The first such system launched in 2018 after more than two years of R&D and "a big investment for Roccor," says Pearson, and it has since emerged as a product line for the company. "It's become a great springboard," he says. "Once you gain reputation with a couple of these space customers, it's a pretty small community and word gets around pretty quick."

With the merger with i2C, thermal management has also driven growth in the last three years, he adds. "As the spacecraft gets smaller, you get these hotspots, so [you need] the ability to move heat around and deploy radiators so you have more area to project the heat into the space."

Pearson says Roccor's "secret sauce" is non-recurring engineering, as the company's success has been tied to its ability to move from low volumes into mass production to supply more satellites.

Once king in the satellite supply chain, performance now might have dropped to third after schedule and cost. As past launches were sometimes a decade in the making, Pearson notes, "By the time you launch them, the capabilities are obsolete."

The time frame for Roccor is now a year or two from order to launch, and it can be shorter. "That's really fast for DOD," he says.

About 20 engineers are on staff, with 15 in management and office positions and 15 on the manufacturing floor. Roccor manufactures high-strength composites for its products in-house. "That really allows us to come up with the optimal solution."

The company also contracts with local machine houses and testing labs and sources some motors and release mechanisms from Honeybee Robotics in Longmont.

Roccor has expanded from 10,000 square feet to 24,000 since 2016, went through AS9100 certification in 2019 as it upgraded its ERP system.
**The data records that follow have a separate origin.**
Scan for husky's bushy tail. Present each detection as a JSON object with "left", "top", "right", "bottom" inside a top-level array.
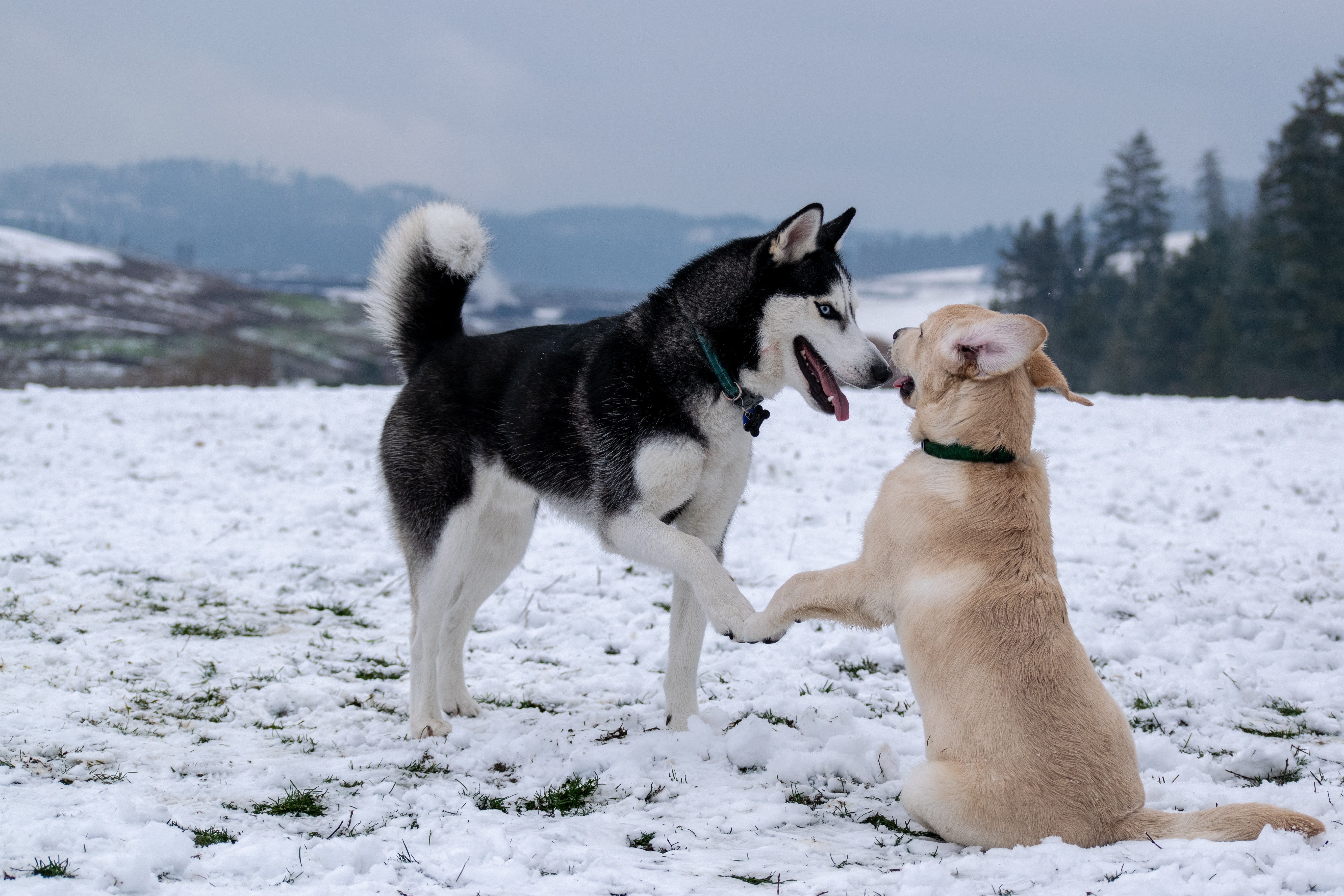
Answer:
[
  {"left": 368, "top": 203, "right": 489, "bottom": 379},
  {"left": 1121, "top": 803, "right": 1325, "bottom": 840}
]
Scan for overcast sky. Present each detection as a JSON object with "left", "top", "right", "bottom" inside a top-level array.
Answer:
[{"left": 0, "top": 0, "right": 1344, "bottom": 231}]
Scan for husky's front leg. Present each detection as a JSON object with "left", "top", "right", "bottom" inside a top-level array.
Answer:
[
  {"left": 662, "top": 576, "right": 704, "bottom": 731},
  {"left": 742, "top": 558, "right": 891, "bottom": 641},
  {"left": 602, "top": 509, "right": 755, "bottom": 641}
]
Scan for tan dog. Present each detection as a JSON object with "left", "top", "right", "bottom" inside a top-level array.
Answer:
[{"left": 747, "top": 305, "right": 1324, "bottom": 848}]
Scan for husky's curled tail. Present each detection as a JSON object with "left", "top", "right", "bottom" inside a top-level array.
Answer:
[{"left": 368, "top": 203, "right": 489, "bottom": 379}]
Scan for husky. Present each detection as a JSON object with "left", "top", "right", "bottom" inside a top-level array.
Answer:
[
  {"left": 745, "top": 305, "right": 1324, "bottom": 849},
  {"left": 370, "top": 203, "right": 892, "bottom": 738}
]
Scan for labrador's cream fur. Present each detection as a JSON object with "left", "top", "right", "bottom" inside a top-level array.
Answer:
[{"left": 749, "top": 305, "right": 1324, "bottom": 848}]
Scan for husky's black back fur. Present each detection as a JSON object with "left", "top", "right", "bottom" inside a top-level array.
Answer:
[{"left": 374, "top": 205, "right": 853, "bottom": 562}]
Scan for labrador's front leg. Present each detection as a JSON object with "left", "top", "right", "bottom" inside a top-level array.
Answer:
[{"left": 743, "top": 559, "right": 890, "bottom": 643}]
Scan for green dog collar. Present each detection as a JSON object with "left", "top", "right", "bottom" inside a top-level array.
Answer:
[{"left": 923, "top": 439, "right": 1017, "bottom": 463}]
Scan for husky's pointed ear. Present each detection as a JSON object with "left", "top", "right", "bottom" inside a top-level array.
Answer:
[
  {"left": 817, "top": 208, "right": 856, "bottom": 251},
  {"left": 1027, "top": 348, "right": 1091, "bottom": 407},
  {"left": 770, "top": 203, "right": 821, "bottom": 265},
  {"left": 941, "top": 314, "right": 1046, "bottom": 380}
]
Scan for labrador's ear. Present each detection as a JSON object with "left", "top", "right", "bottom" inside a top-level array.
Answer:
[
  {"left": 770, "top": 203, "right": 821, "bottom": 265},
  {"left": 942, "top": 314, "right": 1046, "bottom": 380},
  {"left": 1027, "top": 348, "right": 1091, "bottom": 407}
]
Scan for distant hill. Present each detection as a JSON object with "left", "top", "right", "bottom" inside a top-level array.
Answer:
[
  {"left": 0, "top": 158, "right": 1254, "bottom": 291},
  {"left": 0, "top": 158, "right": 1007, "bottom": 293},
  {"left": 0, "top": 227, "right": 397, "bottom": 388}
]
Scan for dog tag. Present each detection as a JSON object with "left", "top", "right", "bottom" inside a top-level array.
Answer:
[{"left": 742, "top": 404, "right": 770, "bottom": 438}]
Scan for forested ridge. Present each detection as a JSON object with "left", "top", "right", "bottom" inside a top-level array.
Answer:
[{"left": 996, "top": 59, "right": 1344, "bottom": 399}]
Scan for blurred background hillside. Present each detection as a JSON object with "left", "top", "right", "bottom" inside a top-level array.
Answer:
[{"left": 0, "top": 3, "right": 1344, "bottom": 398}]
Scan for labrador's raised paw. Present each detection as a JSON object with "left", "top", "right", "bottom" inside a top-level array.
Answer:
[{"left": 735, "top": 611, "right": 793, "bottom": 643}]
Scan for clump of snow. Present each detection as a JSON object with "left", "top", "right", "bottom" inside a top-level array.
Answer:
[
  {"left": 853, "top": 265, "right": 994, "bottom": 343},
  {"left": 0, "top": 387, "right": 1344, "bottom": 896},
  {"left": 1106, "top": 230, "right": 1204, "bottom": 277},
  {"left": 0, "top": 227, "right": 121, "bottom": 267}
]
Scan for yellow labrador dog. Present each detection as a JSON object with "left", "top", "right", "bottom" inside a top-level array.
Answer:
[{"left": 747, "top": 305, "right": 1324, "bottom": 848}]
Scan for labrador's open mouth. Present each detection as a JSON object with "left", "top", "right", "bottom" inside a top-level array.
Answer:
[{"left": 793, "top": 336, "right": 849, "bottom": 420}]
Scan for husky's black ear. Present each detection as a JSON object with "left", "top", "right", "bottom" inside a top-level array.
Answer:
[
  {"left": 817, "top": 208, "right": 855, "bottom": 251},
  {"left": 770, "top": 203, "right": 821, "bottom": 265}
]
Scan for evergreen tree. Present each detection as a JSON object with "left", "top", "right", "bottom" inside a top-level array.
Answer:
[
  {"left": 994, "top": 212, "right": 1065, "bottom": 321},
  {"left": 1097, "top": 130, "right": 1172, "bottom": 256},
  {"left": 1093, "top": 130, "right": 1171, "bottom": 392},
  {"left": 1195, "top": 149, "right": 1231, "bottom": 231},
  {"left": 1255, "top": 59, "right": 1344, "bottom": 398}
]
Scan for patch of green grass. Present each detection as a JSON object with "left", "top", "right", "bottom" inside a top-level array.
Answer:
[
  {"left": 625, "top": 830, "right": 657, "bottom": 853},
  {"left": 355, "top": 669, "right": 406, "bottom": 681},
  {"left": 836, "top": 657, "right": 880, "bottom": 678},
  {"left": 515, "top": 698, "right": 559, "bottom": 715},
  {"left": 1129, "top": 716, "right": 1166, "bottom": 733},
  {"left": 28, "top": 856, "right": 74, "bottom": 877},
  {"left": 168, "top": 622, "right": 266, "bottom": 641},
  {"left": 724, "top": 709, "right": 798, "bottom": 731},
  {"left": 860, "top": 811, "right": 947, "bottom": 844},
  {"left": 594, "top": 725, "right": 630, "bottom": 744},
  {"left": 1237, "top": 723, "right": 1306, "bottom": 740},
  {"left": 457, "top": 782, "right": 508, "bottom": 811},
  {"left": 724, "top": 874, "right": 784, "bottom": 887},
  {"left": 519, "top": 774, "right": 597, "bottom": 815},
  {"left": 784, "top": 785, "right": 827, "bottom": 809},
  {"left": 168, "top": 622, "right": 232, "bottom": 641},
  {"left": 1227, "top": 759, "right": 1304, "bottom": 787},
  {"left": 757, "top": 709, "right": 798, "bottom": 728},
  {"left": 308, "top": 600, "right": 355, "bottom": 616},
  {"left": 253, "top": 783, "right": 327, "bottom": 815},
  {"left": 1266, "top": 697, "right": 1306, "bottom": 719},
  {"left": 191, "top": 688, "right": 228, "bottom": 707},
  {"left": 399, "top": 751, "right": 448, "bottom": 775},
  {"left": 185, "top": 825, "right": 238, "bottom": 846}
]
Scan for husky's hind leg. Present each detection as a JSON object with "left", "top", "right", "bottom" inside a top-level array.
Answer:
[
  {"left": 662, "top": 454, "right": 750, "bottom": 731},
  {"left": 411, "top": 467, "right": 536, "bottom": 738}
]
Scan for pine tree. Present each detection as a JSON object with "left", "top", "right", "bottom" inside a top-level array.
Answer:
[
  {"left": 1195, "top": 149, "right": 1231, "bottom": 232},
  {"left": 1094, "top": 130, "right": 1171, "bottom": 392},
  {"left": 1255, "top": 59, "right": 1344, "bottom": 398},
  {"left": 1097, "top": 130, "right": 1172, "bottom": 256},
  {"left": 994, "top": 212, "right": 1065, "bottom": 328}
]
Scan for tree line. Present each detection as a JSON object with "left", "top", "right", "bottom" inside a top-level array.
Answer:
[{"left": 996, "top": 59, "right": 1344, "bottom": 399}]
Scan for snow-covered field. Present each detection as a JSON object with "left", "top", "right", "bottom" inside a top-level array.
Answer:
[
  {"left": 0, "top": 388, "right": 1344, "bottom": 896},
  {"left": 853, "top": 265, "right": 994, "bottom": 343}
]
"It's built for growth," says Pearson. "We're anticipating our backlog is actually going to treble before the end of Q1. That's really good evidence the growth is actually accelerating. It's not slowing down."

Challenges: "It's just managing growth," says Pearson. "We're actually a bootstrapped company. It's 100 percent employee-owned."

While this means the company has a flat organizational structure and "agility," it also means there's no deep-pocketed partner to help fund long-term plays.

Opportunities: Pearson says analysts have projected that 3,000 small satellites could launch by 2025, as compared to "dozens" of traditional satellites in a comparable time frame.

That means Roccor's orders will grow. "Not onesies-twosies," he says. "There could be 10-plus units."

Another noteworthy project that could drive future growth: The NASA Solar Cruiser, with an 18,000-square-foot solar sail that would propel a small spacecraft on an orbit around the Sun.

Pearson says Roccor is working with Ball Aerospace on the sail. "Just trying to come up with a plan of how to test that on the ground is very challenging," he says, noting that the company holds an exclusive license on the solar sail technology, dubbed FURL.

Needs: Talent. Pearson says he expects to hire as many as 20 new employees in 2020. "I think staff is key," he says. Programmers with "a flight-hardware pedigree" as well as mechanical and power systems engineers.

Capital could accelerate building the capacity to meet demand. "We have considered some outside investment," notes Pearson, "but so far we've resisted that. We think we can retain the growth rate we have now and do it in a more efficient manner if we can manage ourselves."